Methods	Study design: prospective DB RCT. Study duration: October 2006 to October 2010. Follow‐up/Treatment duration: 4 weeks.
Participants	Country: Egypt. Setting: single centre. Patients with distal third ureteral stones. Number: treatment group: 48; placebo group: 46. Mean age ± SD, years: group 1: 36.2 ± 6; group 2: 35.3 ± 5.7. Sex, M/F: NS. Exclusion criteria: UTI; ureteral strictures; renal impairment; solitary functioning kidney; pregnancy; lactation; sensitivity to alpha‐blockers.
Interventions	Group 1: placebo group. Group 2: tamsulosin group. Group 3: Uralyt group. Group 4: Uralyt and tamsulosin group. All participants were advised to increase fluid intake to more than 2 L per day and to receive IM injection of 75 mg of diclofenac sodium.
Outcomes	Mean stone size. Analgesic needs. Stone passage rate.
Funding sources	None stated.
Declarations of interest	None stated.
Notes	Non‐enhanced spiral CT was done at the end of study period for all participants.
Risk of bias
Bias	Authors' judgement	Support for judgement
Random sequence generation (selection bias)	Low risk	Quote: “Patients were prospectively randomized through a computer generated randomization process into four equal groups.” Comment: This method of random sequence generation was considered to have low risk of bias.
Allocation concealment (selection bias)	Low risk	Quote: “The investigators and the patients were blinded to the treatment given, until the end of the study.” Comment: Randomisation method was described and would not allow investigator/participant to know or influence the intervention group before eligible participant entered into the study. Therefore this method of allocation concealment was considered to have low risk of bias.
Blinding of participants and personnel (performance bias) All outcomes	Low risk	Quote: “The investigators and the patients were blinded to the treatment given, until the end of the study.” Comment: double‐blind; therefore low risk of bias.
Blinding of outcome assessment (detection bias) All outcomes	Unclear risk	No quotes available. No blinding of outcome assessments described. Comment: Owing to insufficient information, risk of detection bias was considered to be unclear.

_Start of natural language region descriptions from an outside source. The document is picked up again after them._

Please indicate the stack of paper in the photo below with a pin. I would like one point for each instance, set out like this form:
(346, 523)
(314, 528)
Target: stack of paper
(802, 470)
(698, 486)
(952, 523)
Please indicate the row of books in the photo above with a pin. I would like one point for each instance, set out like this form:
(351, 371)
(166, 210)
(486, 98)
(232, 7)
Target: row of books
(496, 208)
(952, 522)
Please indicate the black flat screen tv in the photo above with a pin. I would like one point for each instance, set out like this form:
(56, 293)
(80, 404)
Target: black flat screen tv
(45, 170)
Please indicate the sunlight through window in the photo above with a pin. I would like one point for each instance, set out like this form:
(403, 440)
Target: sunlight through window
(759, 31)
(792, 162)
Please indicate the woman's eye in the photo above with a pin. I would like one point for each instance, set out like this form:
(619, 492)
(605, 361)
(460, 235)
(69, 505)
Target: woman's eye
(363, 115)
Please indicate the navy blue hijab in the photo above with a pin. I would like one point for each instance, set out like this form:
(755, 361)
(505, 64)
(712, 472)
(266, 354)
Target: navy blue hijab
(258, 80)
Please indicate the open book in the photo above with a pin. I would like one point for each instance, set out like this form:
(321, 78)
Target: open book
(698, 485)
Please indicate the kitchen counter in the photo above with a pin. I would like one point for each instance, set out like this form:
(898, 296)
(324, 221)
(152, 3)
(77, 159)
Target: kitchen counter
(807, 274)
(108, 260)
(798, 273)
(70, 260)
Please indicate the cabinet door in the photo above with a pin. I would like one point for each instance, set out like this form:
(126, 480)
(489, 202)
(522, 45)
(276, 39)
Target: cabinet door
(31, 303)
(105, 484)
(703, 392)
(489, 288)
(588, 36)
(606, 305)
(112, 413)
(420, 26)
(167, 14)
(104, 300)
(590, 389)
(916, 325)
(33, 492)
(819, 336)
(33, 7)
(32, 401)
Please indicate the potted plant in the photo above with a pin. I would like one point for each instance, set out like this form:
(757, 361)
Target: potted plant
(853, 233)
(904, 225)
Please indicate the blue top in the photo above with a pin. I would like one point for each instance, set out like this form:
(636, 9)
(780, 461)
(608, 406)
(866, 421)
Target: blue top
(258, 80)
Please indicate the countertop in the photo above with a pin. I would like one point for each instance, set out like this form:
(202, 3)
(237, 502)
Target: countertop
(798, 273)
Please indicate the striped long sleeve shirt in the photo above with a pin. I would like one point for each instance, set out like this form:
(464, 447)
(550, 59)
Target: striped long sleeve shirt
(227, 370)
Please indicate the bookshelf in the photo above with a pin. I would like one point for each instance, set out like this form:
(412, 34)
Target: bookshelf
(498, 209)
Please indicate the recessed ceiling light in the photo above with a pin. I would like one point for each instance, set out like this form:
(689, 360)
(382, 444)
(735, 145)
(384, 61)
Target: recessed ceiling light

Incomplete outcome data (attrition bias) All outcomes	Low risk	Quote: “5 cases were lost to follow‐up (2 in the control group and one in each of the other three groups).” Comment: Owing to the small number of participants lost to follow‐up, risk of attrition bias was considered to be low.
Selective reporting (reporting bias)	High risk	No quotes available. Comment: Primary outcomes were not prespecified; therefore risk of reporting bias was considered to be high.
Other bias	Low risk	No quotes available. Comment: Owing to insufficient information to permit judgement, risk of other sources of bias was considered to be unclear.